脳神経科学が明らかにする音楽の効用を職場に応用するためのワークショップ。コロナ禍で延期やキャンセルが相次ぎましたが、去年の暮れごろからまたズームバージョンで少しずつ復活して来ました。一緒の部屋で行う場合は手拍子や足踏みを一緒にしたり、お互いを指揮し合ったりして、色々体感・体験していただきます。新入社員研修など参加者が若い場合は、一緒に飛び跳ねたり、かなりアクティブな共体験も行います。
同じリズムを手拍子や足踏みやジャンプなどで体感したり、声を合わせて掛け声を掛け合ったりすると、一体感が生まれる事は例えば「お手を拝借!」と3・3・7拍子をやったり、運動会の応援隊や、合唱団などで皆さんもご経験があると思います。宗教や軍隊や教育現場でも先祖代々この人間の群れる習性を上手く利用して来ました。音楽はこの人間の特性を更に強める働きがあります。

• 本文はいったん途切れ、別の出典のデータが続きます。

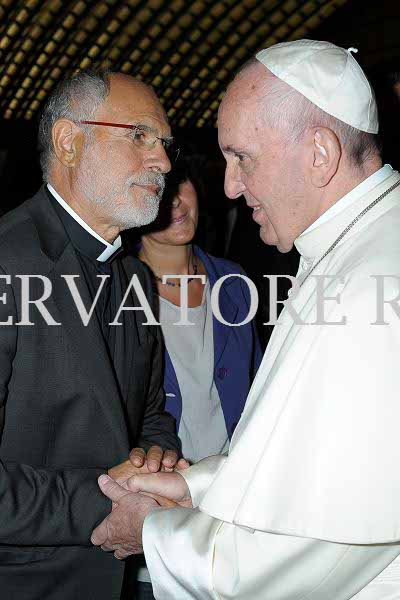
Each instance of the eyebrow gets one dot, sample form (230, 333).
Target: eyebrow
(232, 150)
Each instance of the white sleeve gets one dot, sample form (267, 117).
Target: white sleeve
(178, 546)
(200, 476)
(192, 556)
(264, 565)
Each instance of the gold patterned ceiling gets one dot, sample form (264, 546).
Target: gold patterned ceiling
(188, 50)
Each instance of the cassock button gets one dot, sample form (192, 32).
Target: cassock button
(222, 373)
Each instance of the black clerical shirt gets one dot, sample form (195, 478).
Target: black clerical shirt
(88, 249)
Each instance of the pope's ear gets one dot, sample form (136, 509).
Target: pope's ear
(326, 156)
(67, 140)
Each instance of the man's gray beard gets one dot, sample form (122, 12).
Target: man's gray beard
(128, 215)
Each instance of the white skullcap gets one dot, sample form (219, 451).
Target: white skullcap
(328, 76)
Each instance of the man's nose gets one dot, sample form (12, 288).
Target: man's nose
(176, 202)
(157, 159)
(233, 186)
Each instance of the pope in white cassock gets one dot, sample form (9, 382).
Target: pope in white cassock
(306, 506)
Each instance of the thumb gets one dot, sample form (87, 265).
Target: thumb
(111, 488)
(146, 483)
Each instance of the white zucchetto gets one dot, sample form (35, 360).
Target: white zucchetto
(328, 76)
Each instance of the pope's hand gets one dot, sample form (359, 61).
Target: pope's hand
(165, 485)
(121, 530)
(157, 459)
(139, 462)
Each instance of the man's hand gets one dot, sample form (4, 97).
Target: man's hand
(139, 462)
(121, 530)
(157, 459)
(162, 485)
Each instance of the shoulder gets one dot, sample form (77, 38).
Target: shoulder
(221, 266)
(18, 235)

これを脳神経科学で説明し、そして皆さんに体感して、仕事でのコミュニケーションやチームビルディングに活用していただきます。
...が、これこそがズームで再現しにくい事なのです。
ズームだと微妙なタイミングのずれが起こります。更に同じ部屋だと肌で感じる周りの人の呼吸や気合・気配などがズームでは欠如しています。そしてお互い通じ合えるのはコンピューターのスクリーンを通じてのみ。一番最初にこのワークショップをズームで行う事になった去年の11月は、正直言って半信半疑でした。
(本当に役に立つワークショップをズームで体験して頂けるのだろうか…)
でも、私は基本的に楽観主義です。ズームの長所を上げてみました。
- 同じ部屋だと恥ずかしく感じる人もいるかもしれない行為(例:歌う、大きな声を出す)が、ミュートにすると恥ずかしくない!
- 今までは参加者・講師共々会場まで出向かなくてはいけなかったが、今は手軽に世界のどこからでも参加していただける。
- その為海外からの参加が多くなり、「音楽は言葉の壁を超える」の実体験がより意味深くなった。
- パンデミックが終わっても自宅勤務の働き手は多くなる。これからはヴァ―チュアルでのより良いコミュニケーションスキルズが大切。
- ヴァ―チュアルでも一体感・連帯感を醸し出すためのテクニックは「聴く姿勢」と「表現法」で向上できる。
- ワークショップでは電子ピアノを使う事が多かったが、今からの発信なら私のスタインウェイを弾いて聞かせて差し上げられる。
と、いう事で、内容を相手に伝える場合大切な表現方法と、相手の発信する表現の聴き方に集中したワークショップを新しくデザインしました。ズームで会議などをすると、同じ会議室に居る時よりも更に、相手の声の抑揚や調子やペーシングなど内容以外の相手の状態や気持ちなどへの注意が散漫に成りがちではないでしょうか。そこに注目する事で、ズームでもより良い関係と意思疎通を築きましょう、というワークショップです。
言葉以外の音の発信に、我々は何を見出せるのか。その例にはこのヴィデオを使いました。このミニ映画では、台詞が全くありません。全て感嘆詞です。でも声優さんと監督さんのセンスだと思うのですが、声の抑揚、ペーシング、そしてそこから伝わる感情が物凄く綺麗に描き出されています。(ワークショップで使ったのは29秒目から1分12秒までです。)
今日のワークショップでは日本・アメリカ中西部・西海岸と色々なところから色々な職種の方がご参加くださいました。朝早すぎてエンジンがかかり切らない方。一日働いて夕方疲れた状態でご参加くださっている方。ワクチン2度目の接種後のだるさを感じられている方。でも皆さん積極的にご参加くださいました。沢山の笑顔と笑いと体当たりを交歓した2時間を経て、私はまた音楽の効用を少し広めることができた、と好機に感謝して満足感を感じています。
お疲れ様です。
ビデオを見て感じました。
台詞がなくても感受性があれば意思がつながることを。
仕事先の利用者への接遇の参考とします。
有難うございました。
小川久男
ご参考にして頂ければ幸いです。
メールやテキストでの交信が主になりがちな今日。
言葉や内容ばかりに気を取られれて、その背後にある人間同士の繋がりが置き去りになっている気がします。
少しでも人間性を取り戻すお手伝いができれば、音楽家として本望です。